Polymorphic provirus leads to epigenomic and transcriptomic variations in different mouse strains
Integrations of endogenous retroviruses have previously been detected in mouse and human genomes. While most are inert, a subset can affect the activity of host genes. Using wild-type mouse embryonic stem cells derived from different genetic backgrounds, Prof. Danny Leung and his research team identified thousands of potential polymorphic ERVs. In particular, they have discovered a polymorphic element MMERGLN capable of changing the activities of neighboring genes. Their work published in Nature Communications has shed light on how the relics of viruses can shape our epigenome and give rise to different phenotypes between individuals.

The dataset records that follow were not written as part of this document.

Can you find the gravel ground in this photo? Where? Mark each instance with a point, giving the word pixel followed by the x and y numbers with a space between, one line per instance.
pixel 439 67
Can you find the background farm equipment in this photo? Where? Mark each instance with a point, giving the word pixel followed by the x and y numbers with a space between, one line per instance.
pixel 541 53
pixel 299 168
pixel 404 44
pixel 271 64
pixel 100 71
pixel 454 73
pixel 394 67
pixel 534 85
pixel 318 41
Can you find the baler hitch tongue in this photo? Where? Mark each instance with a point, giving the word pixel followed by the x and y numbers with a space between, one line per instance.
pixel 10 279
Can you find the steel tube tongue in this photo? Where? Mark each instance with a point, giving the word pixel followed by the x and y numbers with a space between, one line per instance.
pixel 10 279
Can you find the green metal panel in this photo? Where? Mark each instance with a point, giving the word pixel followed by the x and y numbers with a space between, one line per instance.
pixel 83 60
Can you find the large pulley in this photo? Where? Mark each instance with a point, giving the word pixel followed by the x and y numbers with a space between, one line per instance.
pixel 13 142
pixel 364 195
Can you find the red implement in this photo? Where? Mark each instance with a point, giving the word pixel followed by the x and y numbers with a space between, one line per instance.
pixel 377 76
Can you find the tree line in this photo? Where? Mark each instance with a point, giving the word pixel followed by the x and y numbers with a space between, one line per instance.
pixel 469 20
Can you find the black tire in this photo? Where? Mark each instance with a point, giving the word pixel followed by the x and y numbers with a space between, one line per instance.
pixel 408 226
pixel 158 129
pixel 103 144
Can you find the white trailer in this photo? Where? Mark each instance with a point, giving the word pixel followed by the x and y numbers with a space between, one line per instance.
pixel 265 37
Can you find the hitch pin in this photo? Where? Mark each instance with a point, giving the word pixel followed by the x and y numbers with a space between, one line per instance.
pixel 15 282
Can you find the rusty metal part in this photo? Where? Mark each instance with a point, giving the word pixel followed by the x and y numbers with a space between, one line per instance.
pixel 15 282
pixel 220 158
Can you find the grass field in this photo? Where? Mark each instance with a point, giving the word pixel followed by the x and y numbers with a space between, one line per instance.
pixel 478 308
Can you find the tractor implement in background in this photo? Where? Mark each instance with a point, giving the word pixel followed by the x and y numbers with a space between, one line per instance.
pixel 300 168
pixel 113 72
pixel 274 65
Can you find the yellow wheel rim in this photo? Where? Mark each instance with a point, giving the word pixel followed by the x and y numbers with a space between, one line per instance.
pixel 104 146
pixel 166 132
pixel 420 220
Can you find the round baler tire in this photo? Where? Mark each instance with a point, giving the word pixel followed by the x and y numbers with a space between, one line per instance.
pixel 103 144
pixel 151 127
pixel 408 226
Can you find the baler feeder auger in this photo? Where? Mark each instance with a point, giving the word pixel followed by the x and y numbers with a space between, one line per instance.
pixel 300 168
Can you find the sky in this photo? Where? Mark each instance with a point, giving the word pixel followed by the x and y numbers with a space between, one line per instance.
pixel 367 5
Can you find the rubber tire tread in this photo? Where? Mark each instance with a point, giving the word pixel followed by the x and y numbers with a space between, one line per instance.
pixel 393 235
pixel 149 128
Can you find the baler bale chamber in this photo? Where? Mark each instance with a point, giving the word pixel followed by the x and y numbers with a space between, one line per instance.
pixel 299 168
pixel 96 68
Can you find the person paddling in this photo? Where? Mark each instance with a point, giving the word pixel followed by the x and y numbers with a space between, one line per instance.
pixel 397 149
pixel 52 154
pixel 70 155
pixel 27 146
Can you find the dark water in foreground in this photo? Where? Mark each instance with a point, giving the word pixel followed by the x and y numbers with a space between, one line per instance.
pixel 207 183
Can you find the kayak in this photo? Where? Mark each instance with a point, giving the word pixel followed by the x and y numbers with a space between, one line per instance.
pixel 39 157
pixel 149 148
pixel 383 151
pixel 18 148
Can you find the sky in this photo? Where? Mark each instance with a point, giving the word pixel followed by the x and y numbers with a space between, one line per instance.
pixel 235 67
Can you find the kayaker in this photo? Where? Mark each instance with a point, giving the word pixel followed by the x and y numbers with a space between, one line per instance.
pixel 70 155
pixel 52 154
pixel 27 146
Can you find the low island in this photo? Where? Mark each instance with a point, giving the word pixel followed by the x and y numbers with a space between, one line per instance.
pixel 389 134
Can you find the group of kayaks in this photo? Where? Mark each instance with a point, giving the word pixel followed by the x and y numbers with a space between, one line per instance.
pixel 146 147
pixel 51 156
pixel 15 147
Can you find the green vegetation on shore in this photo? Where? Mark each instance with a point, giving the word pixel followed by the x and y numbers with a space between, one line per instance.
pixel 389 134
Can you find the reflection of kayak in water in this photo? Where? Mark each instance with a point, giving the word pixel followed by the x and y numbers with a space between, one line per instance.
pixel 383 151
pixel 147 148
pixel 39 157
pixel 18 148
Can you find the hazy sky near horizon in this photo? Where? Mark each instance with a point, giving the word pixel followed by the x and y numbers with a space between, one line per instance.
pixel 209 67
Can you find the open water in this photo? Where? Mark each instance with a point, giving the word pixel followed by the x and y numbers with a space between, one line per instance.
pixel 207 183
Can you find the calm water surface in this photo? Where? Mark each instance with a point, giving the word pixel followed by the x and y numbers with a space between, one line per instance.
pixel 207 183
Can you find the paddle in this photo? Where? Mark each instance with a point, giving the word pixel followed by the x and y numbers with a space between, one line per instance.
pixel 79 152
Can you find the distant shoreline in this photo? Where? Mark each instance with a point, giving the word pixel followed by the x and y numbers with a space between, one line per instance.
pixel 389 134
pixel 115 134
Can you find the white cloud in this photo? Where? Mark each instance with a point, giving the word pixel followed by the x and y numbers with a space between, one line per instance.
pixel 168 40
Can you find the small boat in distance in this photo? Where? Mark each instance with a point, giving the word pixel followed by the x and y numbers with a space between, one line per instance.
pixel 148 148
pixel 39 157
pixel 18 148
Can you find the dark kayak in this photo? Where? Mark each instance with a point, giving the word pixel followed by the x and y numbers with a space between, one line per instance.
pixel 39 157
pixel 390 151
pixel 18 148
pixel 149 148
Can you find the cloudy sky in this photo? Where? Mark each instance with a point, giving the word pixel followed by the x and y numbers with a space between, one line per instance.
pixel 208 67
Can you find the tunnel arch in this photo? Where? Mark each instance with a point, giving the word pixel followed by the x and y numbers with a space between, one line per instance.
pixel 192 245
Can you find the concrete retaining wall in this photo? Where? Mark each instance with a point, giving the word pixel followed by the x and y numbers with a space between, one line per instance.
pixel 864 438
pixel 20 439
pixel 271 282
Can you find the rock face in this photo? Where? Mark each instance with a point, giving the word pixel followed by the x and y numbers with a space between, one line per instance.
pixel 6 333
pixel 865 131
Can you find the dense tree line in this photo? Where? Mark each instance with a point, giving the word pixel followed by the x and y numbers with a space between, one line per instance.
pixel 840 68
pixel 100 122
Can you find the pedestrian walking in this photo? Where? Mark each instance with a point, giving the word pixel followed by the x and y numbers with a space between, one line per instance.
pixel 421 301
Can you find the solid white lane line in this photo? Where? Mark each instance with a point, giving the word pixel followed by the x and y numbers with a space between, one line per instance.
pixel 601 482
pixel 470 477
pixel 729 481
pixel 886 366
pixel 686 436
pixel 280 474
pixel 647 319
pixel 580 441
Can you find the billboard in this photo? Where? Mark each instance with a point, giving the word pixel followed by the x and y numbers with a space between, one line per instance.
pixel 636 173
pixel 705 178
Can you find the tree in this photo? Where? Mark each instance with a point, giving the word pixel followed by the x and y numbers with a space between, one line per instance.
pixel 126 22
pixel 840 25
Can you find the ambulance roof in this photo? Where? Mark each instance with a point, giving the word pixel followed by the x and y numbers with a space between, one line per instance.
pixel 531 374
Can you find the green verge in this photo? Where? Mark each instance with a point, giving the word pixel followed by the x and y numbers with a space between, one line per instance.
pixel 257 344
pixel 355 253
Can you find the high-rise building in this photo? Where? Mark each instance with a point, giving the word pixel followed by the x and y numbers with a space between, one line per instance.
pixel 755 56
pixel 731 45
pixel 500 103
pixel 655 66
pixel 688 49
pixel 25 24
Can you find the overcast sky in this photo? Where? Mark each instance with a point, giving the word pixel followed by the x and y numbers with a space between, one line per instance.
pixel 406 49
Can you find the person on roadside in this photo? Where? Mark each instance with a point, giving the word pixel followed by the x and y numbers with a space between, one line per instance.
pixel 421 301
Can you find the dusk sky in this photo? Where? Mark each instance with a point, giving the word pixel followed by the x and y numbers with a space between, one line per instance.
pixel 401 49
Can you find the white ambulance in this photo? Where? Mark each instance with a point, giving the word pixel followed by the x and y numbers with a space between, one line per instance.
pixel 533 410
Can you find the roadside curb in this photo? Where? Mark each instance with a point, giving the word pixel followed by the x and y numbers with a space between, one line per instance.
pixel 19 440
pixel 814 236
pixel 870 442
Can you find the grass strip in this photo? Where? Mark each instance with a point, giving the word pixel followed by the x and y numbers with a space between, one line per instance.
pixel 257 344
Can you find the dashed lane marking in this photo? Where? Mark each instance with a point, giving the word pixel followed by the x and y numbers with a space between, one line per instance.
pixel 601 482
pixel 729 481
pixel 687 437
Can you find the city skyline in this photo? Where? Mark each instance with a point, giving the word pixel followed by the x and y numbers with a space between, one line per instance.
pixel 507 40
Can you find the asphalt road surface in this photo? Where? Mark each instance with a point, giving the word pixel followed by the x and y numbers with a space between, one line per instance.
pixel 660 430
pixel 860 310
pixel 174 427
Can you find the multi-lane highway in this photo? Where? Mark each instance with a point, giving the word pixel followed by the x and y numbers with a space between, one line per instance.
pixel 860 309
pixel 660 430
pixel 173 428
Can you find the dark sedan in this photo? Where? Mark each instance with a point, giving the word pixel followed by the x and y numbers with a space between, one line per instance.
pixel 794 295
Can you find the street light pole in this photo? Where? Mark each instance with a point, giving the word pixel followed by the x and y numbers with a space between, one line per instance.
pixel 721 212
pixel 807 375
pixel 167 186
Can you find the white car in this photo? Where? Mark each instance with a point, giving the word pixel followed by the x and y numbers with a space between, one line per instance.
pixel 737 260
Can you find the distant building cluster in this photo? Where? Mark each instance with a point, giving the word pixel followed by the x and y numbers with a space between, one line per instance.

Endogenous retroviruses (ERVs) are repetitive elements that make up approximately 8% and 10% of the human and mouse genomes, respectively. While some have remained intact throughout evolution, most of the ERVs in mammalian genomes have been reduced to fragments of the original. These elements can disrupt proper transcriptional regulation and cause genome instability in the host. Therefore, defense mechanisms, including epigenetic pathways, work to suppress ERVs and reduce their harmful potential.
Interestingly, a subset of ERVs has escaped silencing by participating in normal molecular functions within the host. For example, they can contribute to new protein-coding sequences or regulate gene expression in different cell types. To find out the effects of ERVs, the research team analyzed murine embryonic stem cells (mESCs) from two commonly used laboratory mouse strains: J1, derived from the 129S4/SvJae strain and TT2, derived from C57BL/6×CBA/J F1 embryos.
The Leung lab discovered a full-length MMERGLN (abbreviated as GLN) provirus that integrates near the Klhdc4 gene in strains C57BL/6 and CBA/J but is absent in other genetic backgrounds. Using epigenetic tools, they revealed that this polymorphic GLN contributes to the strain-specific transcriptomic properties, including the ATF4 transcription factor associated with differential stress responses among mouse strains. Their results have demonstrated how naturally occurring polymorphic ERVs can regulate strain-specific transcriptional networks and chromatin states. Using genome-wide analysis, the research team has also found that this phenomenon is much more common than previously thought.